Dembski on Bluffing

Here's William Dembski holding forth on the bacterial flagellum.

Requiring no great conceptual leaps or being unable to find a case where Darwin's theory could not possibly apply is not the same thing as providing evidence. Sure, the proteins in the flagellum may have homologues that serve functions in other systems. And we can imagine that the parts were co-opted over time by selection to produce the flagellum. But so what? We can imagine lots of things. Where's the evidence that it happened that way? And why isn't the exquisite engineering that we observe in the flagellum evidence for ID?

Collins, Pallen, Matzke and all other evolutionists who hold that a Darwinian explanation of the bacterial flagellum has been adequately confirmed are bluffing.

The context here is that someone wrote to Dembski about a line in the book The Language of God by Francis Collins. Collins referred to the substantial evidence that the bacterial flagellum, so beloved by ID folks, is the product of Darwinian evolution. Dembski's correspondent wrote to Collins asking for a citation, and Collins came back with the well-known article by Matzke and Pallen surveying the evidence for flagellum evolution.

It is actually a big concession for Dembski to admit that the proteins comprising the flagellum show extensive homology with proteins serving other functions, and that natural selection could have coopted parts from other systems. You see, his previous contribution on this subject was an idiotic, back of the envelope probability calculation presented in Chapter Ten of his book No Free Lunch. His calculation was based explicitly on the idea that since the flagellum was irreducibly complex, it could not have evolved gradually by natural selection. That he is now admitting natural selection as a possibility should be taken as a repudiation of his previous work.

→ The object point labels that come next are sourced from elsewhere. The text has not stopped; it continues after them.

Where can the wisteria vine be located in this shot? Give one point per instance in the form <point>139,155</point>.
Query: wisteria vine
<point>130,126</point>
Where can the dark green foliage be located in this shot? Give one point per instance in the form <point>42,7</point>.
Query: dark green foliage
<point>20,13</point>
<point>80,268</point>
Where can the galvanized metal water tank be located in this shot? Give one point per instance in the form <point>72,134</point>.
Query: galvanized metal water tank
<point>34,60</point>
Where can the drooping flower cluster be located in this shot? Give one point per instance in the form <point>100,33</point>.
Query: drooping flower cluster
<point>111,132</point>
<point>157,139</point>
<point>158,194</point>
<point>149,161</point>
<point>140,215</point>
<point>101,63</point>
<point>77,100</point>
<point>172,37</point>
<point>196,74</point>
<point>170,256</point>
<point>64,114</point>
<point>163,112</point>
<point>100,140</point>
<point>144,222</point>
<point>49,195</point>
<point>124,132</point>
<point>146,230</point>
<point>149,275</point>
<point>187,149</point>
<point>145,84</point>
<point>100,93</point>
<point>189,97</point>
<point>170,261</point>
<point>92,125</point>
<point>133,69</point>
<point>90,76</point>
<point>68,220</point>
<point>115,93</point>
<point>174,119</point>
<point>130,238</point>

So let us take stock of the situation. Matzke and Pallen survey a large swath of the professional literature. They find that virtually every protein in the flagellum is homologous to proteins found in other systems. They find evidence that portions of the flagellum arose from dupilcation and divergence from simpler precursors. They find evidence of transitional forms in the nascent field of whole genome sequencing of basteria. They find evidence of numerous ways to evolve proteins that self-assemble into filaments. They find, in short, that the flagellum has precisely the structure it ought to have if it is the result of a gradual evolutionary process. From this they conclude that the flagellum does not pose any particular challenge for the theory of Darwinian evolution.

Dembski calls this bluffing.

But pointing at the flagellum and saying: That's really complex! Must be God! , by contrast? That's science. Everything clear?